I head quickly through the living room, calming my pounding heart—not easy when I pass the wall in our entryway where we planned to hang our wedding photos. Only the framed invitation hangs there now, promising Kennedy Raymond and Sawyer Wilson would be wed.

The whole house is this way. Every room looks right, renovated minus a few finishing touches, lovingly rendered in geometric white with wood furniture and indulgent flourishes—“Mid-century modern meets minimalist boho,” Kennedy would enthuse, her eyes dancing like she loved the sound of the words themselves.

But everywhere, longing haunts our halls.

On the porch, I find the delivery guy clad in the usual uniform of our longtime go-to neighborhood-institution pizza place fifteen minutes down the hillside on that wonderful winding stretch of Sunset Boulevard nestled with tattoo parlors and independent bakeries, where Kennedy and I had our first date.

The delivery guy is looking nervously over his shoulder. I understand. Nighttime leaves the overgrown garden downright spooky. Ironic when the front yard, I’ve noticed, is the least haunted part of our home.

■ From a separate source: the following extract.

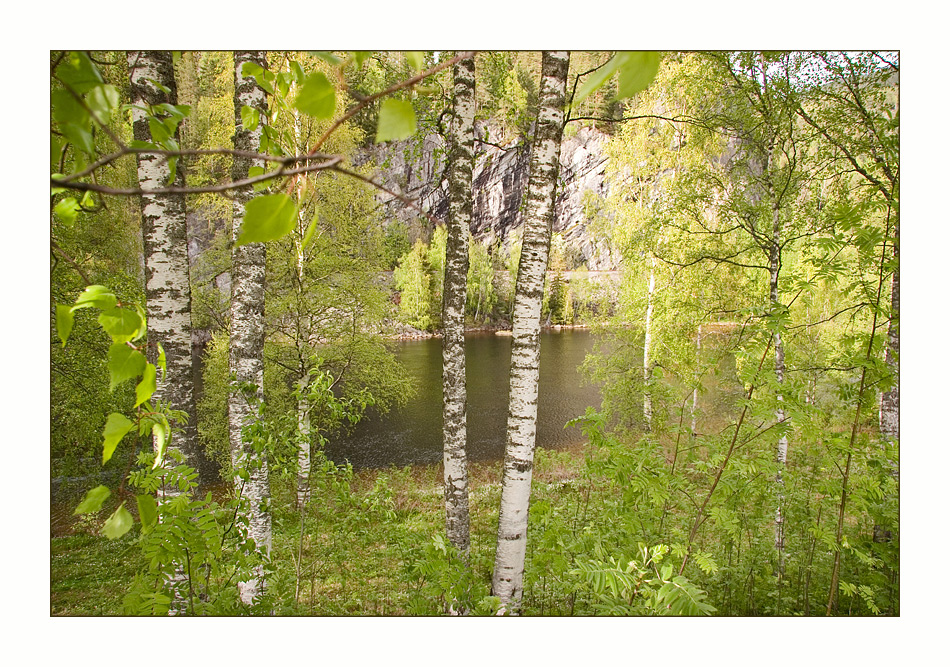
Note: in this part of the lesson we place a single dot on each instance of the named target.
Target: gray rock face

He startles when I open the door, probably expecting a knife-wielding serial killer to live here. He hastens to hand over the flat white boxes holding our margherita and Sunset Special pies, the same combo Kennedy and I have ordered forever.

“It’s a fixer-upper,” I say grumpily. “My fiancée is a house flipper. We’ve just hit some unexpected roadblocks.”

He nods while I sign the receipt. “Do house flippers also handle exorcisms? ’Cause this place looks mad haunted.”

I return the pen, smiling humorlessly. First Kennedy’s flyer, now judgmental pizza delivery? Everyone’s a critic or comedian of my relationship with the paranormal.

I close the door, dinner in hand. Sighing, I release my frustration. I just want to lay this fight to rest.

When I reenter the dining room, however, Kennedy looks somehow more unhappy. I persevere. “Happy anniversary, baby. Nine years ago today, my life changed forever. I’m the luckiest man in the whole world.”

Kennedy finally moves forward, closer to me. I’m convinced she’s forgiven me, she understands—

Until she steps right through me.

The cold rush shakes me. Kennedy knew it would. Fighting for composure, I turn, finding her watching me from the living room.

“No. You’re not lucky,” she says. “Neither of us are. We don’t have an anniversary, Sawyer. We haven’t in five years.”

Then Kennedy—Kennedy Claire Raymond, my fiancée, who died five years ago on November 5 from undiagnosed heart conditions—walks through the wall. She vanishes somewhere on the other side.

She’ll be back, I console myself. She’ll be back.

My Kennedy. My fiancée. My ghost.

She’ll be back. It’s one of the perks of living in a haunted house. The rest of the world said goodbye to Kennedy Raymond. I haven’t.

Still…I can’t ignore how miserable she looked. How empty. How haunted.

Despite myself, I leave pizza for one on the candlelit table. I return to the credenza, no longer hungry, where I pick up the paper my dead fiancée left for me.